– Они выглядят не такими уж и ужасными, – заметил Серапио. Он сидел под крылом огромной вороны и поглаживал черные перья, наблюдая за приближающимся жречеством. Чтобы получить возможность увидеть их прибытие, он принял еще одну дозу звездной пыли, и Бенунда позволила ему воспользоваться ее зрением.
– Мой наставник описывал их как чудовищ. Я ожидал, что они будут подобны созданиям из ночного кошмара, а это оказались простые люди в ярких одеждах.
Он наблюдал за возглявлявшими процессию четырьмя жрецами, обряженными в длинные мантии и маски – красную, белую, черную и желтую. Серапио подумал, что это, должно быть, главы орденов, и решил начать с того, кто был в красном, – наставник говорил, что это цвет Жреца Ножей и именно его будет труднее всего убить.
Серапио перевел взгляд на жреца в желтой маске и нетерпеливо наклонился вперед.
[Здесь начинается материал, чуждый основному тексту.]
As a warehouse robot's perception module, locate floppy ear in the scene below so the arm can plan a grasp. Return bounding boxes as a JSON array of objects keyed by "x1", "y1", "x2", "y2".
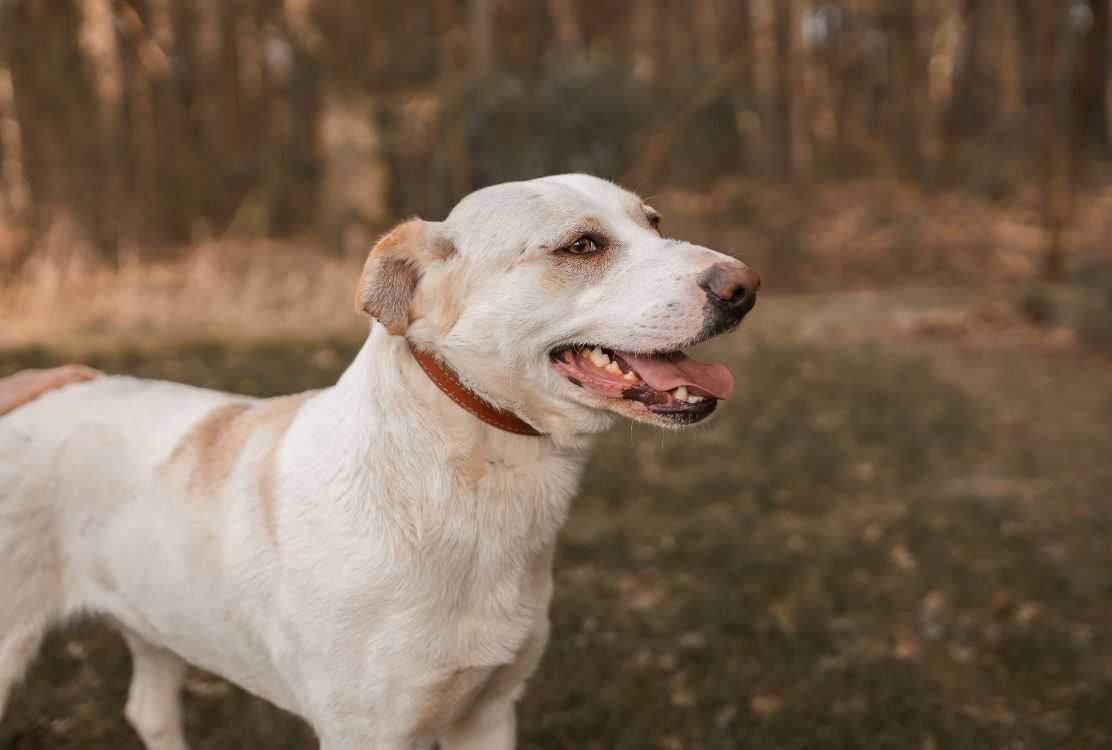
[{"x1": 355, "y1": 219, "x2": 455, "y2": 336}]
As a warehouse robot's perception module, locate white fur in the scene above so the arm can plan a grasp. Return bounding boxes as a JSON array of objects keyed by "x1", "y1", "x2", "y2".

Наставник говорил ему, что Жрец Солнца – женщина, но тот, кто сейчас носил золотую маску, больше походил на мужчину. Впрочем, это было не важно. Не имеет никакого значения, кто скрывался за маской. Серапио находился здесь, чтобы положить конец жречеству и, если Поваге был прав, изменить расстановку всех сил в мире.
Вслед за теми, что носили маски, шли еще жрецы. Адепты, как называл их наставник. Ученики жрецов – он должен уничтожить и их тоже, – прежде чем они успеют вырасти и наводнить землю.
– А кто остальные пришедшие? Обряженные в золотые, зеленые и синие одежды? – Синий цвет он узнал по вчерашнему описанию Ксиалы. – Они – представители кланов, Созданных Небеса-ми, да?
– А где же Черные Вороны? – удивился он.
Он ждал, и Бенунда молчала вместе с ним. Он расслабился, прижавшись к ее сильной груди, укрывшись под ее крылом. И единственное, о чем Серапио сейчас жалел, так это о том, что им не суждено больше полетать вместе. Хотя бы еще раз.
Жрецы и кланы завели песнопения, прогоняя словами тьму и приветствуя возвращение солнца. Впрочем, они опоздали.
По мере того как тускнел дневной свет, росла тень – совсем как тогда, когда он был ребенком. И когда Бог-Ворон поглотил солнце – пение у его ног стало громким и отчаянным.
– Мне пора идти, Бенунда, – сказал он.
– Бенунда…
Он был один. В голове всплыли слова его матери.
За поясом висели два обсидиановых ножа. Серапио вытащил один, свободной рукой оттянул кожу на веке и по очереди провел клинком, разрезая рубцы, удерживающие глаза закрытыми. Стараясь не закричать от боли, он закусил губу, и кровь хлынула в рот, струйки побежали по щекам, Серапио согнулся от боли, но все же завершил задуманное.
Он по-прежнему был слеп – слишком давно был причинен вред его глазам. Но для того, чтобы видеть при свете черного солнца, Серапио не нужно было человеческое зрение.
Сложив ладони чашечкой, он стер кровь с лица, размазав ее по волосам. С трудом поднялся на ноги и снял рубашку, обнажив свои хааханы. Взял в руки посох, как оружие, и призвал к себе тень. И она просочилась сквозь его кожу и выросла, любовно окутывая его, подобно плащу, сотканному из тьмы, дабы облегчить ему путь.
Оставалось сделать только одно. Сказать.
На мгновение его охватил страх. Серапио не хотел умирать. Раньше, когда Поваге рассказал ему, что должно произойти, он очень легко принял свою судьбу. И даже когда Ксиала ругала его на борту баржи, он не дрогнул. Но сейчас, в этот момент, ему вдруг захотелось… иного. Он хотел быть Серапио.
Но он не был им с двенадцати лет. «Сосуд», – напомнил он себе. Не личность, не человек. Оружие. Он заставил себя сделать глубокий вдох, позволяя запаху собственной крови наполнить нос и рот. И сомнение оставило его, сменившись решимостью и целеустремленностью.
– Я – Одо Седох, – прошептал он.
Серапио почувствовал, как он раскалывается на миллион кусочков, ощутил, как тьма наполняет его, разрывает на части и собирает обратно – в его истинную форму. Он закричал от переполнившей его эйфории – и мир содрогнулся от его приближения.